As fate would have it, Valentine’s Day weekend — a day on which Karl Marx once called for the jilted people of the world to unite — turned out to be not so cruel to a selected group of recently lovelorn bridesmaids as lengthy dry spells mercifully and emotionally came to an end.

The mercurial John Daly ended a nine-year drought on the PGA Tour by pulling out a victory in a playoff at the Buick Invitational. A one-man sideshow whose life may as well be made into a “Behind the Music” right now seemed as likely to be a factor on the tour as Trumbull is annually in intramurals. Somehow, after alcoholism, public divorces, federal investigations and on-course antics that made Happy Gilmore look like Miss Manners, Daly got his life and his game back on track in time to rekindle his romance with his one-time flame.

The Yale women’s basketball team finally got into the win column in Ivy League play Valentine’s Day with a hard-fought win over two-time defending league champion Harvard. Inexplicably, this year’s Crimson, which returns almost all of its important players — including back-to-back Ivy Player of the Year Hana Peljto — from a team that went 14-0 last year has fallen off the map more rapidly than the Backstreet Boys; instead, the Cantabs have been relegated to playing spoiler down the stretch while Penn cruises to the league title. Nevertheless, the first victory is always the hardest to come by, so the Bulldogs should have some success to look forward to down the line.

The New York Yankees ended a shocking two-month All-Star acquisition drought, while Ben Affleck responded by making his most irrational public comments since declaring “Gigli” his piece de resistance. I’ve got very little to say on this topic. I’ll wait until October.

Dale Earnhardt Jr. overcame a lifelong drought at Daytona (yes, this is a stretch — like it) by winning NASCAR’s main event on the same track that took his father’s life on the last lap three years ago. Earnhardt Sr. actually did have a legendary drought in the Daytona 500 that mirrored the epic quests of John Elway to get his Super Bowl ring and Ray Bourque to hoist the Stanley Cup trophy. The Intimidator broke through on his 20th attempt in 1998 (in NASCAR’s most indelible moment, members from opposing pit crews lined up to congratulate the hard-fought victor as he drove to Victory Lane), while Dale Jr. broke through in only his fifth attempt.

Dale Jr. has now assumed the mantle as the sport’s most marketable star as well as its most popular — a young gun who can beat Jeff Gordon on the track and who has infinitely more cachet with the sport’s rabid fan base. Just no more asinine commercials that involve you driving your race car in moronic locations, Dale. Please? I’m only looking out for you here.

After two months of what must have been personal anguish, Alex Rodriguez finally found himself back where he deservedly belongs — knocking other deserving sporting events off the back pages in his valiant and admirable quest to fulfill every boy’s dream of winning a championship three years after he took the money and ran to Texas. Again, I’m waiting for October.

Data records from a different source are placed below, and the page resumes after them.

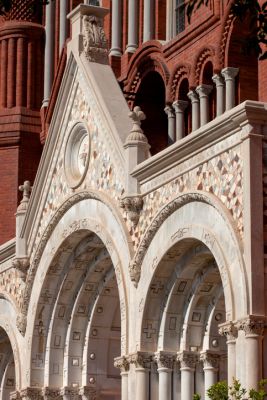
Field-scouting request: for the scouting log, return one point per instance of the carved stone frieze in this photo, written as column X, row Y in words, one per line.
column 140, row 359
column 210, row 360
column 51, row 393
column 87, row 393
column 252, row 325
column 133, row 206
column 122, row 363
column 164, row 360
column 187, row 359
column 95, row 44
column 31, row 393
column 228, row 330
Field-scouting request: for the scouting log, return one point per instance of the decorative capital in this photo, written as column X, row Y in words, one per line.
column 204, row 90
column 180, row 105
column 169, row 111
column 252, row 325
column 26, row 189
column 21, row 264
column 140, row 359
column 229, row 73
column 122, row 363
column 210, row 360
column 187, row 359
column 137, row 116
column 133, row 206
column 228, row 330
column 164, row 359
column 31, row 393
column 87, row 393
column 21, row 323
column 95, row 45
column 193, row 96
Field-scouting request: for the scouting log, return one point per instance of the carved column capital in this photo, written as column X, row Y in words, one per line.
column 122, row 363
column 187, row 359
column 180, row 105
column 228, row 330
column 210, row 360
column 31, row 393
column 87, row 393
column 252, row 325
column 164, row 360
column 204, row 90
column 140, row 359
column 69, row 393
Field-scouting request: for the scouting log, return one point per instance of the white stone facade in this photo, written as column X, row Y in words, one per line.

Saturday, the women’s squash team ended a rare drought of over 10 years without a regular season national championship and upwards of 20 without an Ivy title by blasting Harvard 7-2. On the other side of the coin, the men’s team was unable to snap its 14-year string of missing out on Ivy crowns by falling 7-2 to the underdog Cantabrigians. (Yes, I’m from Boston and I just figured out that ‘Cantabs’ is actually a short for a citizens of Cambridge. Did you know this? For a while there I felt like I was taking crazy pills or something.)

Watching the squash matches, I had a bona fide Ivy League moment. You know, one of those times when you think back to when you were 10 and you had a perception of what going to Harvard or Yale would be like and you thought about tweed jackets, sweater vests and perfectly pressed khakis. And squash. It fits right in there. Anyways, seeing the sea of blue and crimson competing in a sport at which both are genuinely renowned and respected (um, how did Trinity College invade the sport’s logical Holy H-Y-P Trinity?) for league and national championships made me have one of those moments. You know what I’m talking about. When people come hung over from a cappella jams and then pregame for squash matches, you don’t go to a state school. It seems normal here, but it’s just not.

Valentine’s Day — a time for romance, both sustained and rekindled. While thousands poured their hearts into YaleStation’s new dating service survey, others found love in the most familiar of places. And although they had been to the well many times before and had come up dry, the success of the maligned this weekend proved that love deferred is not love denied.